Caco Marinho, presidente do Instituto Ori

Também em contato com o mar desde criança, tendo convivido com pescadores dos 8 aos 18 anos no Píer Iemanjá, em Vitória (ES), Gerônimo Athuel se dedica à pesquisa de técnicas de conservação e maturação de peixes e frutos do mar. “O principal desafio é conscientizar o pescador e educar o consumidor. Passar informações sobre o produto, explicar as características e criar oportunidades para que o cliente se encoraje a provar essas espécies”, diz.

Nas duas unidades do restaurante no Rio de Janeiro, na Barra da Tijuca e no Leblon, os peixes ficam expostos nas câmaras de maturação. “Isso aproxima o cliente do produto”, diz Athuel, que teve parceria da Universidade Federal Fluminense. “A UFF nos ajudou com mapeamento de fornecedores e informações sobre espécies da costa, leis e normas, e abriu nossa mente para entender o peixe antes de chegar à cozinha.”

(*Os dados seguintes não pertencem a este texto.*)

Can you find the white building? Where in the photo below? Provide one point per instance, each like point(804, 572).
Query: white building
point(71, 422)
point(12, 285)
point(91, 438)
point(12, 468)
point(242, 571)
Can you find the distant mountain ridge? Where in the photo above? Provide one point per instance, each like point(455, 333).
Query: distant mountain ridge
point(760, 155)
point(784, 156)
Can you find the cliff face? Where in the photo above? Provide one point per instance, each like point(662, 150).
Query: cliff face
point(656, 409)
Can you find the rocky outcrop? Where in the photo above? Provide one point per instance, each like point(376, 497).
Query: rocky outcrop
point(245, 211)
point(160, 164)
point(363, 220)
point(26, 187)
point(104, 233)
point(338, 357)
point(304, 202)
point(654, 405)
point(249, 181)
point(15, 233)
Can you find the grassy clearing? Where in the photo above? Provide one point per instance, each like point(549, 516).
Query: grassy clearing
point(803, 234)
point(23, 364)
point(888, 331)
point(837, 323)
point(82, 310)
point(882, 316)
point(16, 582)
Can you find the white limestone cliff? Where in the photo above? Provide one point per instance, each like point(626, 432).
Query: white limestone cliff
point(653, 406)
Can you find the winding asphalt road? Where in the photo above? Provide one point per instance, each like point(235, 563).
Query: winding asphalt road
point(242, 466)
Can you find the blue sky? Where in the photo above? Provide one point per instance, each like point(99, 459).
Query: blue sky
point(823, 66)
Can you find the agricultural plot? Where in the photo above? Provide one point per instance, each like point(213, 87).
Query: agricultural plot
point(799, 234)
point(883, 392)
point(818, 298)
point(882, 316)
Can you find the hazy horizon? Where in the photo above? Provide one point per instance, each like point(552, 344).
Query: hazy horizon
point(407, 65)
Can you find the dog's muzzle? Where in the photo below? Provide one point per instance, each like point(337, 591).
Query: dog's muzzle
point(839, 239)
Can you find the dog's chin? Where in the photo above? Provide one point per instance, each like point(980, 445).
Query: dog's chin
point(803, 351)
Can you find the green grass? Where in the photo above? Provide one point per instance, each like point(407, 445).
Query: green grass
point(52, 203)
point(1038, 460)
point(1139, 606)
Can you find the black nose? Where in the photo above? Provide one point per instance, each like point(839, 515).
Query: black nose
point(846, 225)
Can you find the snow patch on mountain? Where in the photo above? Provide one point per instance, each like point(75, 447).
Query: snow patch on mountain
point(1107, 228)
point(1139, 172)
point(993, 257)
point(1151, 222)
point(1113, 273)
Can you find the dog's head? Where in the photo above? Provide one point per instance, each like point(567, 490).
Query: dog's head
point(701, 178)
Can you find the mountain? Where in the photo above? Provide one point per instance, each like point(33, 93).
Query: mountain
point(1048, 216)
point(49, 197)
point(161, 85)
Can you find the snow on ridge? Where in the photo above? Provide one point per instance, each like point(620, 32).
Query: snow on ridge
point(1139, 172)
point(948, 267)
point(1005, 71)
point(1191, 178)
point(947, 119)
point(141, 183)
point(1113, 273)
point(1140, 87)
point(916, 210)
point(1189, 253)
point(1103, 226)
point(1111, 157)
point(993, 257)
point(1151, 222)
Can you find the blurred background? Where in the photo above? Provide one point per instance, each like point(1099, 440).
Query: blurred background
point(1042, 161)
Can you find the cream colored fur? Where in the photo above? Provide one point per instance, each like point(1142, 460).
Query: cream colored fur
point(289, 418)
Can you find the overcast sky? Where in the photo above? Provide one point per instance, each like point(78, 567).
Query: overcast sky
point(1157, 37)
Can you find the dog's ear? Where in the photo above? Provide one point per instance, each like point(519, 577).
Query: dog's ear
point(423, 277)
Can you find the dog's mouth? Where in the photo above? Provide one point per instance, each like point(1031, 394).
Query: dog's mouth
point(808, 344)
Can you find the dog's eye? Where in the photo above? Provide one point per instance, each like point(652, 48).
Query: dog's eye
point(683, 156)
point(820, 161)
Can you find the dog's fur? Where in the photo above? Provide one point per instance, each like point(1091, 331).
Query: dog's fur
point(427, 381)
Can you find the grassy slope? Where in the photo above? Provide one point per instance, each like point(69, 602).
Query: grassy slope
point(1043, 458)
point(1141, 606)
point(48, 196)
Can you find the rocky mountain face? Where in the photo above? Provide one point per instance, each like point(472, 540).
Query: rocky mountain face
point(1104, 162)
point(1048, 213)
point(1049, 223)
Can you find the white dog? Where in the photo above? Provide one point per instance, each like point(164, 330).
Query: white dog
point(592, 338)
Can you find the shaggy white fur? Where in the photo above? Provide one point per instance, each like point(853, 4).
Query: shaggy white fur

Outro olhar: temaki de guaivira com coalhada é entrada do Madê, em Santos (SP) (Crédito:Divulgação )
Inteiro: faqueco desossado e maturado com aioli de salsa do Ocyá, no Rio de Janeiro (RJ)
Em sua potência: xaréu com azeite e creme de wasabi do Cepa, em São Paulo (SP) (Crédito:Divulgação )

Além do salmão

Longe do mar, fornecedores como Marisco e Mar Direto são responsáveis por abastecer pólos gastronômicos como São Paulo. O segundo tem à frente Cauê Tessuto, que não só incentiva o uso do pescado variado, como o de diferentes cortes.

O chef Adriano de Laurentiis, do Cais, ficou conhecido por levar ao prato nadadeiras e espécies como pitangola e xaréu branco em versão crua.

Às vezes, é dar outro olhar ao que já é conhecido. É o caso do bonito transformado na conserva katsuobushi e as ovas de tainha secas (a bottarga) do Projeto A.MAR, em Ilhabela (SP). Sororoca e Cepa são outros estabelecimentos da capital paulista empenhados em oferecer as opções, seja em pratos do dia ou no peixe inteiro na brasa.

Sem desperdício: maturação permite ao chef Gerônimo Athuel conservar peixes com máximo sabor e textura (Crédito:Divulgação )

A valorização de espécies locais afeta positivamente a vida dos que têm no mar o seu sustento. Em Salvador (BA), marisqueiras e pescadores da Aliança Kirimurê chegam a ter a renda aumentada em 600%, graças ao grupo produtivo que facilita a venda de mariscos como chumbinho e sarnambi, e peixes como o massambê, o mais abundante na Baía de Todos os Santos.

“Faz-se urgente a compreensão, ao olhar do consumidor das cidades grandes, do valor nutricional, gastronômico e econômico das outras espécies, o que só será possível com uma revisão da cultura de consumo vigente”, diz o chef Caco Marinho, presidente do Instituto Ori, parceiro da Aliança.

Na capital baiana, chefs como Fabrício Lemos, do Grupo Origem, e Dante e Kafe Bassi, do restaurante Manga, utilizam esses produtos. “Não pode ser ‘música de uma nota só’. É o poder real do que chamamos de biodiversidade”, diz Marinho.